# SPC Glenn



## rv808 (Nov 5, 2007)

SPC Glenn was one of my Soldiers for 7 months before he moved onto 69th.  He was outstanding, and I was very sad to hear his passing.  He leaves behind a wife, and newborn of 9 months old.

http://www.azcentral.com/news/articles/1105B1-update1105.html


----------



## RackMaster (Nov 5, 2007)

RIP.


----------



## Gypsy (Nov 5, 2007)

That is just horrible, I'm so sorry for your loss rv808.  RIP, SPC Glenn.


----------



## Boondocksaint375 (Nov 5, 2007)

RIP, Sorry for your loss bro.


----------



## tova (Nov 5, 2007)

RIP, Godspeed, PBS....


----------



## Chopstick (Nov 5, 2007)

RIP


----------



## AWP (Nov 5, 2007)

Sorry for your loss.

Blue Skies.


----------



## car (Nov 5, 2007)

RV,

It always sucks when a Soldier dies - when or where ever.

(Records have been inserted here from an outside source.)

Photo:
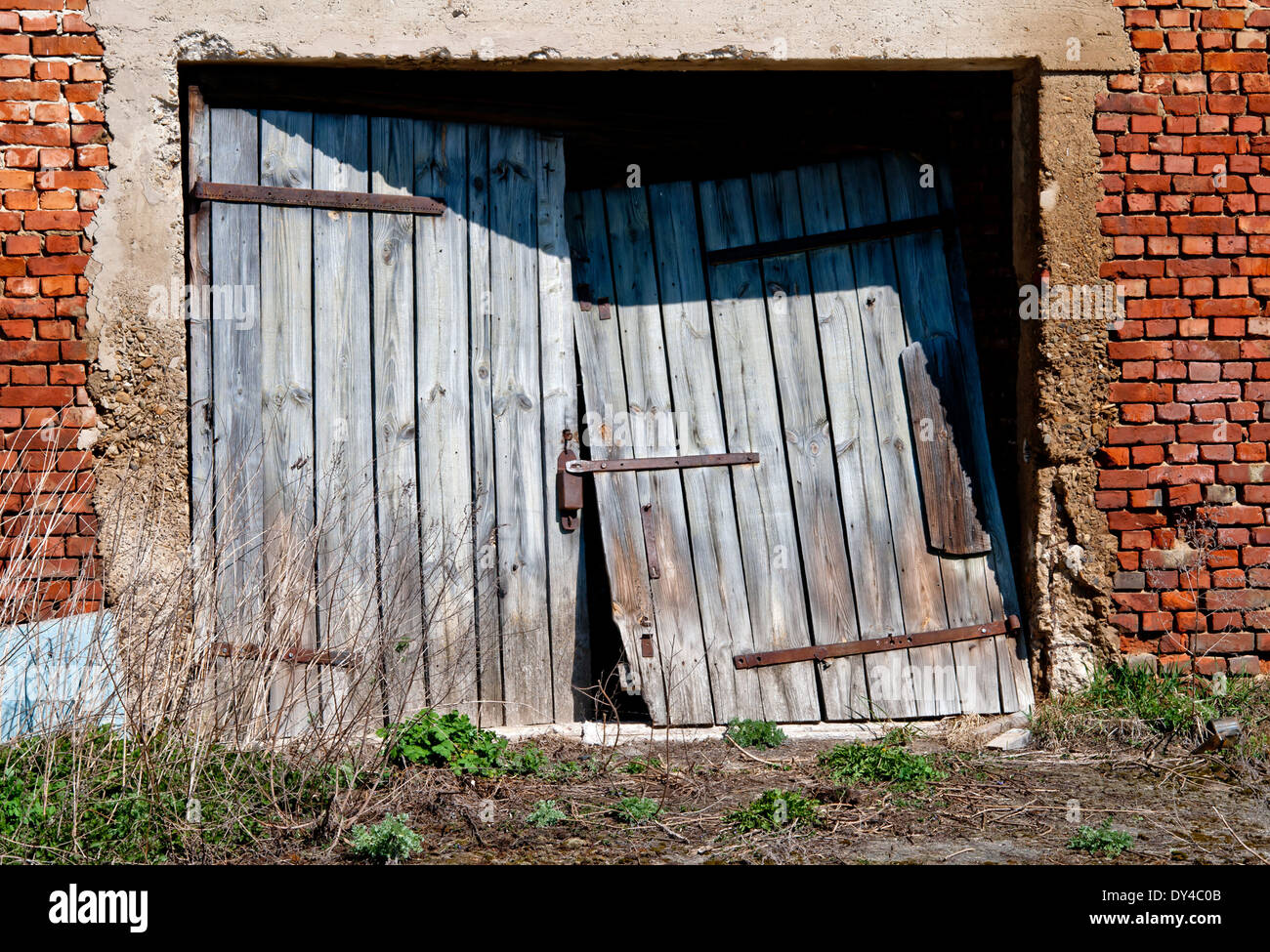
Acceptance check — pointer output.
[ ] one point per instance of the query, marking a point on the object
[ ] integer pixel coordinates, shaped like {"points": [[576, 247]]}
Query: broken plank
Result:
{"points": [[934, 384], [859, 455], [884, 337], [616, 495], [926, 296]]}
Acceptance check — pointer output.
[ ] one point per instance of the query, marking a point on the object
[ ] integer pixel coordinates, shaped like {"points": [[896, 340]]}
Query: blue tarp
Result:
{"points": [[58, 672]]}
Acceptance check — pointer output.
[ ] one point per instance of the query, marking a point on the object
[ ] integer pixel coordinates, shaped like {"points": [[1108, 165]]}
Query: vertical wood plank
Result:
{"points": [[344, 444], [286, 351], [809, 443], [236, 393], [935, 390], [617, 494], [1016, 686], [769, 540], [859, 456], [884, 333], [198, 246], [571, 638], [445, 417], [927, 305], [486, 499], [651, 427], [236, 404], [699, 430], [395, 428], [517, 393]]}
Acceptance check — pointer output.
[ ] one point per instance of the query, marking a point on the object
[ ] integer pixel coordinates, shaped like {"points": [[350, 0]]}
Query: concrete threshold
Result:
{"points": [[613, 734]]}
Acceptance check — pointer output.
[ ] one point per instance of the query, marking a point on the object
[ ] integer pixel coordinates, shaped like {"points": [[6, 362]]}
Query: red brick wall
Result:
{"points": [[1186, 203], [51, 153]]}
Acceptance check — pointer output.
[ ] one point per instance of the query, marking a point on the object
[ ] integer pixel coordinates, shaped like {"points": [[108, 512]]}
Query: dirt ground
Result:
{"points": [[994, 807]]}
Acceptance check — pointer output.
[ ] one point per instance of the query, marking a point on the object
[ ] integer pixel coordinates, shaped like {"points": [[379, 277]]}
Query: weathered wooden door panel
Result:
{"points": [[698, 426], [398, 407], [794, 351], [769, 538]]}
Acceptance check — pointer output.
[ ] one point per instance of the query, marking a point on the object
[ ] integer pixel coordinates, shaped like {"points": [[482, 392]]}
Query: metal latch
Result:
{"points": [[571, 470], [568, 486], [868, 646]]}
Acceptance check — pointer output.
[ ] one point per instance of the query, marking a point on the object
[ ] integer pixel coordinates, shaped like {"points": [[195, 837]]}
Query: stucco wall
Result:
{"points": [[1062, 52]]}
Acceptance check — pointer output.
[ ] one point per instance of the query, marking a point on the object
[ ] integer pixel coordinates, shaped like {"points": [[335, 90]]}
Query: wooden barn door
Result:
{"points": [[377, 398], [817, 317]]}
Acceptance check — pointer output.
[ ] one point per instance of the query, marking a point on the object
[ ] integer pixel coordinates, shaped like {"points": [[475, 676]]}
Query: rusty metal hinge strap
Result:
{"points": [[314, 198], [659, 462], [868, 646]]}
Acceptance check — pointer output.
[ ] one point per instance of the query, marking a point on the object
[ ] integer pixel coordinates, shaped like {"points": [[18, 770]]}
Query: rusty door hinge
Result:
{"points": [[314, 198], [868, 646], [585, 301], [568, 486], [660, 462]]}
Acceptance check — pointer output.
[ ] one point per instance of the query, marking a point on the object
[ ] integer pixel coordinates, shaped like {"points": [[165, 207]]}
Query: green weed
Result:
{"points": [[760, 735], [545, 813], [389, 841], [774, 810], [636, 810], [1101, 839]]}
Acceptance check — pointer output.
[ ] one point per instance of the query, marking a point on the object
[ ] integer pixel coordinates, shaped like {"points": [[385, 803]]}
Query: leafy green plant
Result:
{"points": [[1101, 839], [545, 813], [642, 765], [761, 735], [97, 796], [885, 762], [445, 740], [774, 810], [529, 761], [1137, 702], [389, 841], [636, 810]]}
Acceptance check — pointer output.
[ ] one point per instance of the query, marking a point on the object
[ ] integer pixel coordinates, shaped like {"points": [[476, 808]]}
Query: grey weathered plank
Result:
{"points": [[236, 414], [651, 424], [236, 381], [927, 305], [343, 409], [445, 417], [809, 443], [571, 638], [934, 385], [484, 489], [617, 494], [517, 394], [1016, 688], [769, 538], [851, 417], [286, 352], [198, 233], [395, 426], [716, 559], [884, 337]]}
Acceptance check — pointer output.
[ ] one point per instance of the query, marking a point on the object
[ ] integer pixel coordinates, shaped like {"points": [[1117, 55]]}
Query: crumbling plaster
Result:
{"points": [[1061, 52]]}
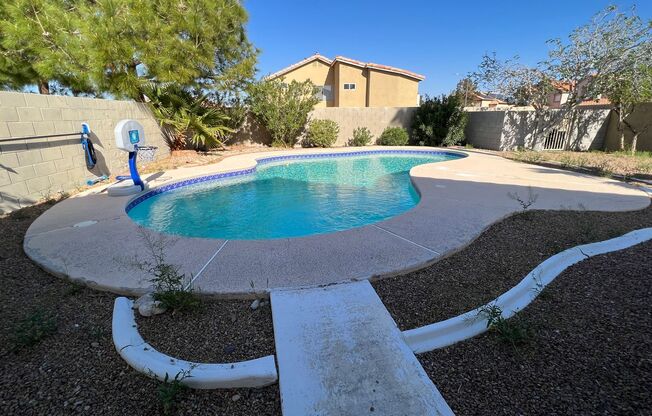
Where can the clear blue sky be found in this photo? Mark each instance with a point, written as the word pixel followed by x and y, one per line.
pixel 443 40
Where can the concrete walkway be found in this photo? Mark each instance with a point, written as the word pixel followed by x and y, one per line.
pixel 340 353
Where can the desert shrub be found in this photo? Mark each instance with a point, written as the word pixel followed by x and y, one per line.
pixel 321 133
pixel 282 108
pixel 393 136
pixel 439 121
pixel 171 287
pixel 189 117
pixel 34 328
pixel 514 331
pixel 361 137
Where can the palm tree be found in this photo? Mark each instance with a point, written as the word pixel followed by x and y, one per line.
pixel 189 117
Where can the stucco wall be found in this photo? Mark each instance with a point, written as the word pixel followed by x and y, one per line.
pixel 387 89
pixel 316 71
pixel 375 119
pixel 31 170
pixel 514 128
pixel 641 115
pixel 347 74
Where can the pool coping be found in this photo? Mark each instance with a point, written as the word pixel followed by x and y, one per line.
pixel 397 245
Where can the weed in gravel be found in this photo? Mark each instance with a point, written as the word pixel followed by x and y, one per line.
pixel 528 156
pixel 510 331
pixel 171 287
pixel 170 391
pixel 567 161
pixel 524 203
pixel 73 288
pixel 97 333
pixel 33 329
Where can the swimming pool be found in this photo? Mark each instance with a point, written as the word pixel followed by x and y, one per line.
pixel 288 196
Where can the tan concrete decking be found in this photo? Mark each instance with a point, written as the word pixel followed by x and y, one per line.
pixel 459 198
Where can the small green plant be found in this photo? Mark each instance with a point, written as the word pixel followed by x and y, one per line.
pixel 524 203
pixel 510 331
pixel 567 161
pixel 282 107
pixel 393 136
pixel 361 137
pixel 321 133
pixel 171 287
pixel 33 329
pixel 73 288
pixel 527 156
pixel 170 391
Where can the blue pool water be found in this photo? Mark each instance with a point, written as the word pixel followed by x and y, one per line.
pixel 290 198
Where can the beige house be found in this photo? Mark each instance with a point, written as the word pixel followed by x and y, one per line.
pixel 478 99
pixel 346 82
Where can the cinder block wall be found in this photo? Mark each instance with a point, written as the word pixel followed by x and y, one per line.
pixel 376 119
pixel 641 116
pixel 510 129
pixel 31 170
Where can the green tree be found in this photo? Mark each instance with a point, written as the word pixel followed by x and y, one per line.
pixel 609 56
pixel 41 44
pixel 282 108
pixel 465 90
pixel 439 121
pixel 187 117
pixel 195 43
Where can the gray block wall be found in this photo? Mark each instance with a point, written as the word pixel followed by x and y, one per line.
pixel 514 128
pixel 31 170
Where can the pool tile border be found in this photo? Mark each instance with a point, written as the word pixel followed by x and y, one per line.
pixel 272 159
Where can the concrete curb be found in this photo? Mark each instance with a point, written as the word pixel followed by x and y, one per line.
pixel 472 323
pixel 145 359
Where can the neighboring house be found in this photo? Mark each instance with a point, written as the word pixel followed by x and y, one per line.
pixel 479 99
pixel 346 82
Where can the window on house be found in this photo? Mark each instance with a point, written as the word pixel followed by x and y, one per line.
pixel 324 93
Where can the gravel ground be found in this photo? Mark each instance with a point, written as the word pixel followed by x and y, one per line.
pixel 76 370
pixel 496 261
pixel 206 336
pixel 590 352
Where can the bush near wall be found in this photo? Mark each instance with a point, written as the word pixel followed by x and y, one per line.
pixel 439 121
pixel 321 133
pixel 361 137
pixel 394 136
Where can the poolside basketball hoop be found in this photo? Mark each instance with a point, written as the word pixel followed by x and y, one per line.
pixel 130 137
pixel 146 154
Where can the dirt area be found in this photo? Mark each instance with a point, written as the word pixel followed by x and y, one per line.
pixel 496 261
pixel 58 357
pixel 189 158
pixel 590 352
pixel 621 164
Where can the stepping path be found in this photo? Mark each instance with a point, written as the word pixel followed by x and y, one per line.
pixel 339 352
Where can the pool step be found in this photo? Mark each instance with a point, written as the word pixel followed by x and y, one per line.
pixel 339 352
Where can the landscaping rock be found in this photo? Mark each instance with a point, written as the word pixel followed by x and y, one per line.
pixel 146 298
pixel 151 308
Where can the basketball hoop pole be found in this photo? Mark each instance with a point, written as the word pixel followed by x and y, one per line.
pixel 133 169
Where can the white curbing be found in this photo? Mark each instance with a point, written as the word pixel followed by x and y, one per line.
pixel 472 323
pixel 145 359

Sorry for your loss, brother.


----------



## Ex3 (Nov 5, 2007)

I'm so sorry, Ral.  

May he rest in peace.


----------



## EATIII (Nov 5, 2007)

R.I.P. SPC Glenn


----------



## Ravage (Nov 6, 2007)

RIP, I'm sorry for You loss


----------



## Typhoon (Nov 6, 2007)

I am so sorry to hear of this, rv. My condolences on your loss. RIP Sgt. Glenn. My thoughts and prayers are with his family and friends...


----------



## ROS (Nov 6, 2007)

So sorry for your loss. 

Rest in peace.


----------



## rv808 (Nov 7, 2007)

Just went to the Memorial Service today.  I've never been to one before, wow that was rough.  I seriously hope to never go through that again.


----------